My rating: 5 of 5 stars
Some time ago I mentioned to my wife that I’d been experiencing strange existential crises, and I had just noticed and it was odd to me. She replied that perhaps I was having a ‘mid-life crisis’, and yep, because she’s smart and that sounds about right. She thought for a moment and asked if I had read any Nietzsche lately. I considered this wonderful advice as she is trained and degreed in philosophy and has a wonderful mind for such things and I respect her opinions greatly. It’s not like she would or could say ‘have you read your Bible lately?’, so I thought ‘read Nietzsche’ was a splendid suggestion worth exploration. So I hunted around for a work that appealed to me, and I settled on American Nietzsche: A History of an Icon and His Ideas. It appealed to me because of the American perspective and academic qualities. At first the reading was ponderous; dense and difficult. I had only vague recollection of ‘Nietzscheism’, a Will-Durant knowledge of his life and philosophy. I recalled that I thought we were in some agreement. He was an Existentialist, maybe a Nihilist, antireligious and smart. But reading American Nietzsche with that knowledge and recollection of the man and his philosophy was what was making the reading difficult and ponderous. I took a break for other books.
When I returned, first I elected to read the surprisingly great Nietzsche: A Very Short Introduction by Michael Tanner. It was an excellent read, great overview, nice balance, and not at all surprising given the good reviews. I thought this would be enough preparation but I became so interested to read Friedrich Nietzsche’s words (or at least a good approximation) I chose to read The Antichrist, as translated around 1920 by H.L. Mencken, whom I have always admired as a great American. This book The Antichrist blew me away and I will never forget it, I will revisit it again and again, and I with any luck I will search for other valuable translations of it to read later. I also was inspired to immediately acquire a version of Thus Spoke Zarathustra that I greatly anticipate consuming later.

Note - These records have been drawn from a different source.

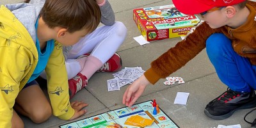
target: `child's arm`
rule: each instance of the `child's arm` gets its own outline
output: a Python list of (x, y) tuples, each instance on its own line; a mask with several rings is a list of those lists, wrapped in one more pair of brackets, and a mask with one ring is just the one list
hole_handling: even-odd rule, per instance
[[(103, 5), (99, 5), (101, 11), (100, 22), (104, 25), (111, 26), (115, 24), (115, 13), (108, 0), (104, 0)], [(97, 0), (101, 3), (102, 0)]]
[[(20, 52), (23, 47), (11, 40), (9, 46), (4, 46), (1, 37), (0, 40), (0, 126), (9, 127), (20, 83), (24, 86), (26, 83), (28, 78), (26, 75), (31, 67), (29, 58)], [(20, 51), (17, 50), (19, 47)]]
[(151, 63), (144, 75), (152, 84), (175, 72), (192, 60), (206, 46), (206, 40), (216, 29), (211, 29), (205, 22), (197, 26), (185, 40), (178, 42)]
[(75, 113), (69, 102), (68, 78), (61, 45), (56, 42), (45, 68), (47, 89), (52, 114), (63, 120), (69, 120)]

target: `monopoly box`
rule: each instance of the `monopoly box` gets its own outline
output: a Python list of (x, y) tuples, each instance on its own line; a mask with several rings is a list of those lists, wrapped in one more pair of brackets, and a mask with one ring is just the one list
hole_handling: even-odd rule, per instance
[(200, 19), (185, 15), (173, 4), (133, 10), (133, 19), (147, 41), (186, 36)]

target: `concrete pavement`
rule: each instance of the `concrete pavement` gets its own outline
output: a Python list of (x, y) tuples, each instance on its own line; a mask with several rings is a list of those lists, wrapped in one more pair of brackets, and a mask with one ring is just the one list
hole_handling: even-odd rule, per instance
[[(0, 4), (15, 3), (20, 0), (1, 0)], [(141, 46), (132, 38), (140, 35), (132, 19), (132, 10), (137, 8), (151, 7), (172, 4), (170, 0), (109, 0), (116, 15), (116, 20), (124, 22), (128, 29), (127, 36), (118, 53), (125, 67), (141, 67), (146, 70), (150, 63), (168, 49), (173, 47), (180, 38), (166, 39), (151, 42)], [(81, 100), (89, 103), (85, 109), (88, 113), (76, 120), (124, 107), (122, 99), (127, 86), (121, 90), (108, 92), (107, 80), (113, 78), (113, 73), (97, 72), (89, 80), (88, 85), (80, 91), (72, 100)], [(241, 124), (242, 127), (250, 127), (243, 120), (244, 116), (250, 109), (237, 111), (230, 118), (215, 120), (208, 118), (204, 109), (209, 102), (227, 90), (218, 79), (211, 64), (205, 51), (204, 50), (185, 67), (170, 76), (182, 77), (186, 83), (173, 86), (163, 84), (161, 79), (154, 86), (148, 86), (136, 103), (156, 99), (159, 107), (180, 127), (217, 127), (219, 124), (230, 125)], [(190, 93), (187, 105), (174, 104), (177, 92)], [(255, 113), (248, 116), (252, 122), (256, 118)], [(74, 122), (60, 120), (52, 116), (47, 122), (35, 124), (26, 117), (22, 116), (26, 127), (58, 127), (58, 125)]]

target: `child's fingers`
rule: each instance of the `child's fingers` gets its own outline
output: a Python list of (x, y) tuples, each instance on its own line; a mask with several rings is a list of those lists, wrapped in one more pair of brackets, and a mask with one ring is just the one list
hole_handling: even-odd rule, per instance
[(77, 101), (72, 102), (70, 103), (71, 106), (74, 106), (74, 104), (76, 104), (77, 102)]

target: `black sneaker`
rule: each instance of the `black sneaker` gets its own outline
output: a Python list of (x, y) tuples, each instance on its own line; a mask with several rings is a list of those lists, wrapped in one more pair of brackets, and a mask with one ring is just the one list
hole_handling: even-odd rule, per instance
[(204, 113), (213, 119), (222, 120), (230, 116), (236, 110), (255, 107), (256, 97), (254, 90), (243, 93), (228, 89), (206, 106)]

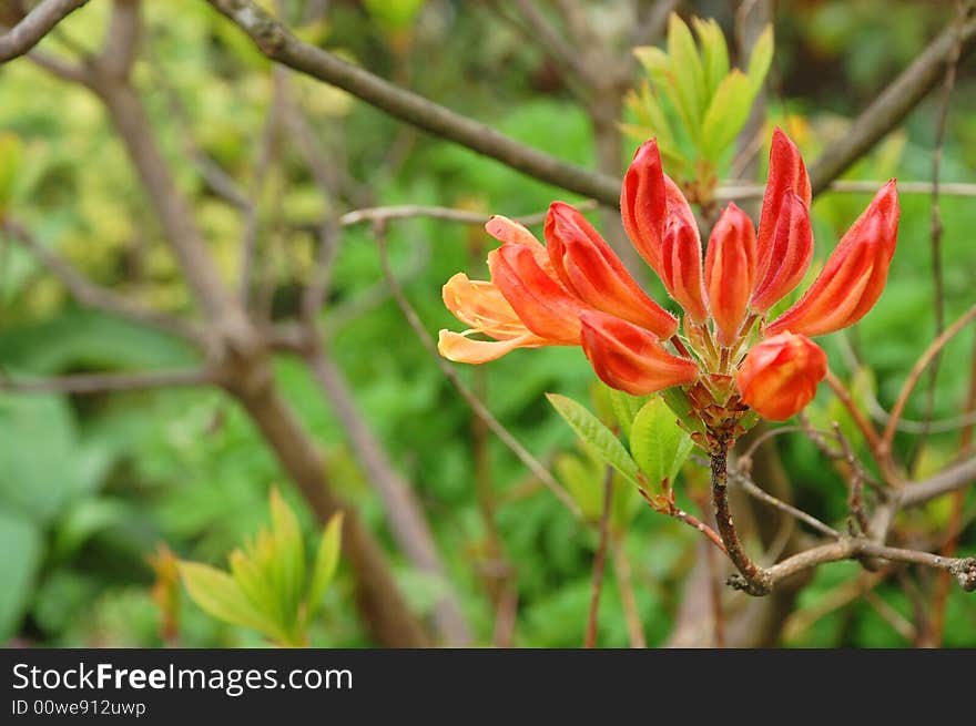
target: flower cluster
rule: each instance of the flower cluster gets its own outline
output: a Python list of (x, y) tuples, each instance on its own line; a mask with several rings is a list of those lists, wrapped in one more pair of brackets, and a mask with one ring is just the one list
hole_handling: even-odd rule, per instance
[(777, 129), (759, 229), (730, 203), (703, 255), (694, 213), (651, 140), (627, 171), (620, 209), (631, 243), (684, 310), (683, 324), (641, 289), (582, 214), (555, 202), (545, 245), (522, 225), (491, 217), (486, 227), (502, 243), (488, 256), (491, 280), (459, 273), (444, 286), (445, 305), (468, 329), (441, 330), (439, 350), (481, 364), (516, 348), (579, 345), (611, 388), (641, 396), (681, 387), (709, 430), (746, 407), (787, 419), (826, 375), (826, 356), (810, 338), (853, 325), (877, 301), (898, 228), (892, 180), (806, 293), (767, 323), (810, 267), (810, 203), (800, 152)]

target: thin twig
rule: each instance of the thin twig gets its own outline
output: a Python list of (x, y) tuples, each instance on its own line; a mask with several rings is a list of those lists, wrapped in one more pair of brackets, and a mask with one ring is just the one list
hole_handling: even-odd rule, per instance
[(41, 242), (19, 222), (6, 217), (0, 222), (0, 229), (7, 232), (41, 265), (48, 268), (68, 289), (71, 296), (82, 305), (103, 310), (111, 315), (129, 318), (172, 335), (176, 335), (195, 344), (202, 341), (202, 334), (180, 318), (153, 310), (129, 299), (113, 290), (95, 285), (64, 258)]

So here the digression ends and I return to American Nietzsche, better-prepared for what it contained. I re-read the first 20% #Kindle or so that I had managed to get through and picked it up from there. I found myself consumed by its dense material, and I could barely put it down. I found it then to be a quick read (relatively) and marveled at the scholarship, the minutiae, the great attention paid to every detail and myriad angles. It’s fascinating really and as I understand it a new perspective on an essential philosopher. I loved the book, highlighted it galore and I will refer back to it from time-to-time. I feel like when I read Zarathustra it will be like I’m reading the Bible and it may spiritually fill a cold scientific atheist like myself. And all this to relate that at first, I did not understand my wife’s suggestion that I read Nietzsche of all things to address a midlife crisis. But in the end, I found a meaning and substance that surpassed any expectation I had. I learned about myself and the world we live in and it connected dots in my head that make me feel like a better and more evolved human. It’s like my wife told me to listen to Jesus, but said Nietzsche, because of course.
I’d recommend Nietzsche to anyone. This American Nietzsche book is interesting, certainly dense, academic, dwells on small things, repetitive, but it doesn’t create an outsized view as much as illuminates areas of study, ties in interesting and important figures and relates the explosion of Nietzscheism, not because of propaganda or enforcement but because of obviousness and inevitability. It’s an interesting read if you are into that sort of thing but I’d definitely suggest at least a minimal background or it may feel more a slough.